5. Generative AI for Business Leaders
This short course by LinkedIn Chief Product Officer Tomer Cohen covers the basics of getting started with generative AI, business implications, pitfalls and future trends. There's a free one-month trial; a LinkedIn Learning services subscription starts at $19.99 per month annually for users who want a certificate of completion and ongoing access to other resources on the platform.
6. Learn Prompting
This free and open source curriculum explains how to use ChatGPT and other tools to accomplish your goals. It has more than 60 content modules to support skill levels ranging from business user to developer, analyst and data scientist. Modules cover prompt engineering basics, applied prompting, reliability, image prompting, prompt hacking, tooling and prompt tuning. Learn Prompting also sponsors a prompt hacking competition to enhance AI safety and education.
7. Towards AI
This AI community and content platform -- with more than 2,000 contributing writers and 270,000 followers -- focuses on making AI accessible to everyone.

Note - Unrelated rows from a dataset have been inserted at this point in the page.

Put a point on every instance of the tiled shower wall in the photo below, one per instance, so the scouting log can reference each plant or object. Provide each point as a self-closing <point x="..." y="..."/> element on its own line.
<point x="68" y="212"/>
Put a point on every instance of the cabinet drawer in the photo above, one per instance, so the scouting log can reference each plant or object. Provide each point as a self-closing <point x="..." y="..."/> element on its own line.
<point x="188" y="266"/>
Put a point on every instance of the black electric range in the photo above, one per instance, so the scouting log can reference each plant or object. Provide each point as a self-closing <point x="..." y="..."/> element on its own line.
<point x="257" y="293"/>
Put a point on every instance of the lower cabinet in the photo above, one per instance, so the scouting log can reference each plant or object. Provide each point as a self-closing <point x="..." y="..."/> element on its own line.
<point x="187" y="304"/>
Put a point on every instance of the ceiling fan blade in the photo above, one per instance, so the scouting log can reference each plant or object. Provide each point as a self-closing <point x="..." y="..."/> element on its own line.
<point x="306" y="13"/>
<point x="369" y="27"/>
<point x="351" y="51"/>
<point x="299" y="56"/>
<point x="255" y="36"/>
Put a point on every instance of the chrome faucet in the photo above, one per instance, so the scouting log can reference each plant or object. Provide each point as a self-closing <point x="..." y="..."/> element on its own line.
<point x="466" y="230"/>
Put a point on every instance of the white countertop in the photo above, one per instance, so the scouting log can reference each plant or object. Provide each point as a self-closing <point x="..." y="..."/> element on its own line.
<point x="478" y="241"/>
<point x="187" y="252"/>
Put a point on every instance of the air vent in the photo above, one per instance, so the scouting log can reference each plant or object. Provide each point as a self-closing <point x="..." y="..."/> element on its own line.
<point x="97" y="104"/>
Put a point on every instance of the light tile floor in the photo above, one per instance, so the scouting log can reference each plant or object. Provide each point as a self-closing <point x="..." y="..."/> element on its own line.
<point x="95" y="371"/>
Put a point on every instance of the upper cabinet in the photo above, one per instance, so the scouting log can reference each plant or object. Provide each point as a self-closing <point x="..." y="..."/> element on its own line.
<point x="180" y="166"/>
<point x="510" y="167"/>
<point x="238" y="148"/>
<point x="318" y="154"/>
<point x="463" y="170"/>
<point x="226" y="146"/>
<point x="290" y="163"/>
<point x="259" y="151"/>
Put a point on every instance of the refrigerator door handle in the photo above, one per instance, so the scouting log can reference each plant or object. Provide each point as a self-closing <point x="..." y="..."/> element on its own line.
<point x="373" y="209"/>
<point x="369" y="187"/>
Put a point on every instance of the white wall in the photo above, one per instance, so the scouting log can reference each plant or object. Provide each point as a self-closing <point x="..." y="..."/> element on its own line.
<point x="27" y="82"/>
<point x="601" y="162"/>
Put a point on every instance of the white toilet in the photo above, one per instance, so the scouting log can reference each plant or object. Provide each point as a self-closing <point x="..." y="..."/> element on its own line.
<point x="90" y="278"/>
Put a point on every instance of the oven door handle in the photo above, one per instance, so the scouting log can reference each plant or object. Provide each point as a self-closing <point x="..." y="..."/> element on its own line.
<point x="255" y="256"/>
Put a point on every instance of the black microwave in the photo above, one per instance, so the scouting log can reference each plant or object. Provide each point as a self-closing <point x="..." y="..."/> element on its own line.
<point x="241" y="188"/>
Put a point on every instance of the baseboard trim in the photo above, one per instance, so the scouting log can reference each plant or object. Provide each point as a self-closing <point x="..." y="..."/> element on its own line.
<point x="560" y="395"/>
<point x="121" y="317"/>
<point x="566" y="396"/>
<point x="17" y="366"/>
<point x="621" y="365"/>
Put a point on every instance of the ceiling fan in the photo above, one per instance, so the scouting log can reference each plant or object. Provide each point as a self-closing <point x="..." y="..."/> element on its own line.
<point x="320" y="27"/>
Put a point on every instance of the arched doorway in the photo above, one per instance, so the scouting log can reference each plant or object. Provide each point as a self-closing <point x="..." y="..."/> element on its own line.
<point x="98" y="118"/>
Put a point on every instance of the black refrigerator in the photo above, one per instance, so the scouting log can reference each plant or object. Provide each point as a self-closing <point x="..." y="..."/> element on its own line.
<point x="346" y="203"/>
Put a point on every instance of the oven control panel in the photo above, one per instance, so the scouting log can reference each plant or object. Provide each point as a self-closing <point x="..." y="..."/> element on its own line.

Sri considers it a useful resource to find news and opinions, discover tutorials, and explore the latest newsletters and articles on trending topics. Access to the service is free, although some content exists behind a Medium paywall.
Udemy is another great starting point to learn about generative AI. It has more than 80 courses that offer learning tutorials for users with no programming experience. Some of the most popular courses cover ChatGPT basics, automating content generation, AI in marketing, time management, code completion and cybersecurity.
9. Visually AI
This site, curated by Heather Cooper, has a strong focus on AI image-generation tools and techniques. Sri said this is a great resource for interesting tips on how to find the right tool by product category, type of tool or the most popular app. There are also suggestions on how to improve prompts and recommendations for plugins. Much of the content is free, although several premium courses are available.
Iragavarapu said YouTube is another great resource for learning generative AI basics and keeping up with trends. There are many short-form videos for a quick summary of the field, such as TechTarget's "Ultimate Guide to Generative AI for Businesses." There are also thousands of deeper dives into select topics, including the practical aspects of using generative AI for data science, mastering new tools and discovering new business use cases.
The future of training resources
The technologies and uses of generative AI are rapidly evolving. Sri expects that different training modes, interactivity and content will evolve as the technology becomes more accessible. Tutorials will become more interactive and provide step-by-step guidance and feedback in real time. Businesses will increasingly create virtual environments, known as sandboxes, where users can experiment with generative AI models without the risk of affecting real-world systems. This will provide a safe space where users can refine their skills and test various scenarios.
Sri believes that training content will incorporate more real-world use cases relevant to various industries as generative AI evolves. Ethics and bias education will also be more significant. Businesses will need to focus on educating users about responsible AI usage, data privacy and ways to mitigate unintended consequences. Generative AI will also lead to more dynamic content generation of personalized examples, exercises and scenarios that align with users' learning objectives and skill levels.